Quant au second homme, qui l’a abordé le jour des faits et a assisté au viol, elle n’a pas de mots assez durs contre lui : « Son sourire, je le revois encore. Il riait alors que j’étais en danger. Tu ferais pareil si j’étais ta soeur ? », s’énerve-t-elle en se tournant vers l’intéressé. Depuis son interpellation, ce dernier a évolué dans ses déclarations, mais réfute toute participation à ces violences sexuelles.
« Quel est son intérêt à lui finalement de faire ça ? », demande le président à Laetitia. « Ça fait trois ans que je me pose cette question », rétorque-t-elle.
« Les flics m’ont parlé comme si c’était moi la coupable »
Toutefois, la quadragénaire évolue dans ses déclarations ce mercredi. Elle reconnaît avoir accepté de se prostituer dans un premier temps avec le complice présumé lorsqu’il l’a abordée sur le muret. « Je n’avais pas d’argent pour l’alcool. Il avait l’air sympathique. Je pensais que ça ne se ferait pas car nous n’avions pas de préservatifs. Et là, il a emmené ce débile ! », lance cette mère de sept enfants.
Cette contradiction avec son audition de garde à vue, où elle a déclaré avoir refusé la passe dès le début, ne manque pas d’étonner les magistrats. Laetitia s’en justifie. Déjà condamnée pour trafic de drogue, son sursis avait été révoqué au moment des faits. « Au commissariat, les flics m’ont parlé comme si c’était moi la coupable. Ils m’ont demandé d’ouvrir mon sac pour voir s’il y avait du crack », s’indigne la sans-abri.
Par crainte d’être identifiée et de retourner en prison, elle a donné une fausse identité avant de disparaître dans la nature. Ce n’est qu’un an après que sa trace est retrouvée en détention. À ce moment, la quadragénaire est incarcérée pour vente de crack. Elle s’est ouverte sur son viol à sa conseillère pénitentiaire d’insertion et de probation. « J’avais arrêté toutes mes bêtises jusqu’en 2020 où ma fille est décédée de la mort subite du nourrisson. Quoi que j’ai fait avant ou après, je mérite justice », déclare-t-elle à la barre.

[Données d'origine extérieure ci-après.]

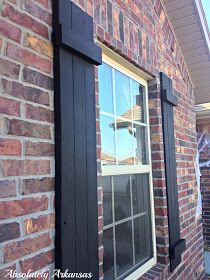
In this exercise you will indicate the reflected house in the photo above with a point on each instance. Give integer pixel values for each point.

La confusion et les contradictions ont des airs de brèche dans la fragile forteresse de la victime. Les avocats de la défense ne manquent pas de s’y engouffrer. Même chose pour certains magistrats de la cour.
« Si j’ai bien compris, car il y a des rebondissements… Vous avez dit en garde à vue que l’homme qui vous a agressé était un grand sénégalais. Comment pouviez-vous connaître sa nationalité si vous le n’avez jamais vu ? », lui demande un juge assesseur.
« Mon ancien compagnon était sénégalais. J’ai compris la langue qu’il parlait avec son complice », répond la quadragénaire au tac au tac.
« Je mérite une reconstruction »
Laetitia l’affirme d’ailleurs, elle n’a aucun intérêt à mentir dans cette affaire. « Moi j’ai fait de la prison. Je vais pas y emmener un innocent, parce que je sais ce que c’est la prison ! Accepte ce que t’as fait. Sois puni comme j’ai été punie ! », lance-t-elle à destination de l’accusé. Elle relate être sevrée du crack, avoir reperçu le RSA et être aidée par une assistante sociale. « Aujourd’hui, je mérite une reconstruction. J’ai pas revu mes enfants. Ils m’ont tué, mais je suis là, je vais survivre ».
Le verdict est attendu pour le 17 avril 2026.